Successful companies will have to master a more complex, ambiguous and even contradictory set of concepts:

Balancing Abundance & Scarcity.  The challenge will be to know which skill-sets are open-source, relatively abundant and quickly available and which are more context-specific, esoteric and unique to the company’s mission.

Managing Flow & Fit. In today’s market for talent, flow is easy.  Fit is hard.  A biotech client of ours had 300 jobs to fill last year and had 33,000 applicants.  Google gets more than 2million applicants each year for a few thousand positions, and there’s an entire generation of talented staff, recruiters and managers who have become a bit “LinkedIn lazy.”  They post and pray, troll resumes or apply for (literally) thousands of jobs at a time.  Flow is easy.  Fit is hard.

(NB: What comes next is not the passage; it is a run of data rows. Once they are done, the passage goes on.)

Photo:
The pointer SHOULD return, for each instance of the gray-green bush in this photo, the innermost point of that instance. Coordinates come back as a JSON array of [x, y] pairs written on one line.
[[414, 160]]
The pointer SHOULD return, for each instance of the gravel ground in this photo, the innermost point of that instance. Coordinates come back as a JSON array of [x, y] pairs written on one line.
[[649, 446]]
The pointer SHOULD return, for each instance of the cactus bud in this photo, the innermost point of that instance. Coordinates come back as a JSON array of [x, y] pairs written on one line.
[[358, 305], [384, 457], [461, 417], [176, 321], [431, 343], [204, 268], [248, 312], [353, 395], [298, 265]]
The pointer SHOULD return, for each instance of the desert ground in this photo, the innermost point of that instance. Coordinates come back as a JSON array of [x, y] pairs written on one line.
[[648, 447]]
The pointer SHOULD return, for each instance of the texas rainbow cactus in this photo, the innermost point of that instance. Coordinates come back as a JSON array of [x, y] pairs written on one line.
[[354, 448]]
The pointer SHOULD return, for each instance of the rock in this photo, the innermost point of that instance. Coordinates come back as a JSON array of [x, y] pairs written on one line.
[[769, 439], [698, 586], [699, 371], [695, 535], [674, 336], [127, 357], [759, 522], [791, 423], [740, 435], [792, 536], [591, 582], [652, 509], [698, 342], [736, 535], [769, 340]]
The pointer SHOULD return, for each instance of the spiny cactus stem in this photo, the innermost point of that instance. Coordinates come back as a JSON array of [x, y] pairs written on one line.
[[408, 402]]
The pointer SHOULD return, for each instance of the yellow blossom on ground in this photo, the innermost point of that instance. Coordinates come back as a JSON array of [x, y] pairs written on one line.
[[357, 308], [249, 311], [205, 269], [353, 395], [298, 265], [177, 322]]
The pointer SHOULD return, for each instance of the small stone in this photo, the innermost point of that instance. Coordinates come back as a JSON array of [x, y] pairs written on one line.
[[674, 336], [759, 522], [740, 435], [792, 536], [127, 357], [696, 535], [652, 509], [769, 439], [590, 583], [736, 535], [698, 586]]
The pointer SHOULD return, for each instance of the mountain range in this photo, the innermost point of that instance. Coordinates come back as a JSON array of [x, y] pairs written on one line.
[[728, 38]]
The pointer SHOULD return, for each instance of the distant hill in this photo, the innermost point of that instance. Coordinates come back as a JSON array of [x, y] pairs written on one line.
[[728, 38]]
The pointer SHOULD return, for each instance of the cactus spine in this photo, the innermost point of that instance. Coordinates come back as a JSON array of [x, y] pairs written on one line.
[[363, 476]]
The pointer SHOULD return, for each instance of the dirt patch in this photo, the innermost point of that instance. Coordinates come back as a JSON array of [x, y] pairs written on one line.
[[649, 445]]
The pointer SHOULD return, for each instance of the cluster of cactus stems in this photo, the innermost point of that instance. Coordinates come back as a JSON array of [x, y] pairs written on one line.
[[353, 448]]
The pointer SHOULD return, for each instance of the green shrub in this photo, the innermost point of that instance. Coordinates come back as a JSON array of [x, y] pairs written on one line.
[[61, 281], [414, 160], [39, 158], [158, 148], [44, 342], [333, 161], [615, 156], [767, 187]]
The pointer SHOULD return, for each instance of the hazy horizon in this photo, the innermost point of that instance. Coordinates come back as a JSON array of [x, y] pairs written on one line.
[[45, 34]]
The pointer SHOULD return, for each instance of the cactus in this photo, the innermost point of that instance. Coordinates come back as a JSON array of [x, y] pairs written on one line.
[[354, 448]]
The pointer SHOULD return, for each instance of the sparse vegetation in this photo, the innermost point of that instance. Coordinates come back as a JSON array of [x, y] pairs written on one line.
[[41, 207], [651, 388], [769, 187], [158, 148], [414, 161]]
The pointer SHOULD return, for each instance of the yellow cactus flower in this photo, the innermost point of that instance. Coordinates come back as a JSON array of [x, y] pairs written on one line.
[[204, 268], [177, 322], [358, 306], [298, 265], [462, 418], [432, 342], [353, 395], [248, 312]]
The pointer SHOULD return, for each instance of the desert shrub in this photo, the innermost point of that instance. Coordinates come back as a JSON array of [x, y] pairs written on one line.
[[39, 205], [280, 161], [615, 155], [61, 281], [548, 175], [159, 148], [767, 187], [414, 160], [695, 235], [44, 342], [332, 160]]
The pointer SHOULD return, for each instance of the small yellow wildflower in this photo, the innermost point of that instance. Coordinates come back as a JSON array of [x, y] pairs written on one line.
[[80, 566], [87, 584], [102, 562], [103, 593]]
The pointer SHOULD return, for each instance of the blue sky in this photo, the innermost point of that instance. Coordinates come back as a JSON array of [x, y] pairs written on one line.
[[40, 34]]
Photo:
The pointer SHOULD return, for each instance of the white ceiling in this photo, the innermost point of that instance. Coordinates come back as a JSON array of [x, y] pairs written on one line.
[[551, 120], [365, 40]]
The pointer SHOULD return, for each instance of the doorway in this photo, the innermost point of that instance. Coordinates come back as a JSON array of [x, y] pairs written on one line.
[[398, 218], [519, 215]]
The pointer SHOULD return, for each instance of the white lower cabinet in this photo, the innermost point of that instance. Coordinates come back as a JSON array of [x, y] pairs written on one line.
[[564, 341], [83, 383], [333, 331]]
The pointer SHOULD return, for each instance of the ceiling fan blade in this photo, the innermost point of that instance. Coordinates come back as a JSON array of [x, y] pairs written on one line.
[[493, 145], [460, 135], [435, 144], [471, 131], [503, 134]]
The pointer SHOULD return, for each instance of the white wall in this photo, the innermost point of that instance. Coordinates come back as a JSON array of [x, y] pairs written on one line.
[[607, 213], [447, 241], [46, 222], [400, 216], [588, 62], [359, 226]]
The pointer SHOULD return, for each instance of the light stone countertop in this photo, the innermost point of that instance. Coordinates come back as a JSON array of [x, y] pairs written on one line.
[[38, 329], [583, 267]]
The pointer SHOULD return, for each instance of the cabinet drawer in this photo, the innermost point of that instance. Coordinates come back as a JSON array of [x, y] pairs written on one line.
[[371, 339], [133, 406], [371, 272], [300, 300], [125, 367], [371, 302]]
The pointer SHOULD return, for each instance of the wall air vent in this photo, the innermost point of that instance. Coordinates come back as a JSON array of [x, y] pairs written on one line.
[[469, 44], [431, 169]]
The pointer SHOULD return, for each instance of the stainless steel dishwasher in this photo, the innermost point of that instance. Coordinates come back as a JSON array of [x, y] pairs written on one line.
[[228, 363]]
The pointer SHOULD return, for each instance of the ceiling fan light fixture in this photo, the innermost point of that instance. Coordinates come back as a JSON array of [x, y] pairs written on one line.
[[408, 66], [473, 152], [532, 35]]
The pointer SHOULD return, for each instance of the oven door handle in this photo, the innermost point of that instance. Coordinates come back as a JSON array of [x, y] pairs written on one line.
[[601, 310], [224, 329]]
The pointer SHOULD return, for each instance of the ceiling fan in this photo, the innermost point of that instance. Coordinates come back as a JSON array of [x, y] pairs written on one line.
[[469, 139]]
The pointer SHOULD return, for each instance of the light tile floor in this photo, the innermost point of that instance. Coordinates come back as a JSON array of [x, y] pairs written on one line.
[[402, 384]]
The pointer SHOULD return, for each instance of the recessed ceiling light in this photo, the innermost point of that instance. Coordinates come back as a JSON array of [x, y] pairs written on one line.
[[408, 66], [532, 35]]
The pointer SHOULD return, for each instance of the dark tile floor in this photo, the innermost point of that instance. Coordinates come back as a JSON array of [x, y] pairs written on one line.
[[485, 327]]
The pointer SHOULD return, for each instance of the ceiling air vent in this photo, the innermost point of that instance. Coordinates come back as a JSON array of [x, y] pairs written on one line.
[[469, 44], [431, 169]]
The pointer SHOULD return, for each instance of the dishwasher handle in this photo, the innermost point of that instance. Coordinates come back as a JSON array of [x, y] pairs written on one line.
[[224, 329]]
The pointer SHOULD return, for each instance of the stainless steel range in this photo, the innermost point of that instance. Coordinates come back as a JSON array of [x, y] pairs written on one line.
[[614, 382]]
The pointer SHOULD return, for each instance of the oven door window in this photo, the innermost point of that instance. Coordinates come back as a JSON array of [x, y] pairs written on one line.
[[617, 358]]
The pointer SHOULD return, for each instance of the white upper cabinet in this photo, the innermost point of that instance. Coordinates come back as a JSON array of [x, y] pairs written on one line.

Understanding Loose & Tight. There are situations where you can “phone it in,” but we view those as increasingly rare and increasingly sub-optimal.  More often, creativity and innovation comes from the talent “soup” that’s created when a group of really bright people are immersed in the same problem.   Sometimes, this is a very short-cycled process – a complex financial derivatives trade, or a print advertisement.  In others, like drug discovery, it’s a decade-long proposition, with team continuity, unity of purpose and a deep sense of mission being the most important elements.

Managing the “Tribe”. All organizations are prone to tribal behavior – geographic, cross-functional, or along myriad other dimensions.  In a truly positive and functional culture, employment “status” – as a “regular” employee, contractor, freelancer, consultant or tempcannot distinguish one tribe from another.  In a composite workforce, the only thing that should convey second-class citizenship is performance.

In summary, we expect this particular set of predictions to fall a bit short.  Recruiting great talent will become easier, more data-driven and more standardized in some situations and at the same time become more difficult, more intuitive and more customized in others.  Either way, talent will remain the greatest constraint on, and the greatest opportunity for, the success of organizations everywhere.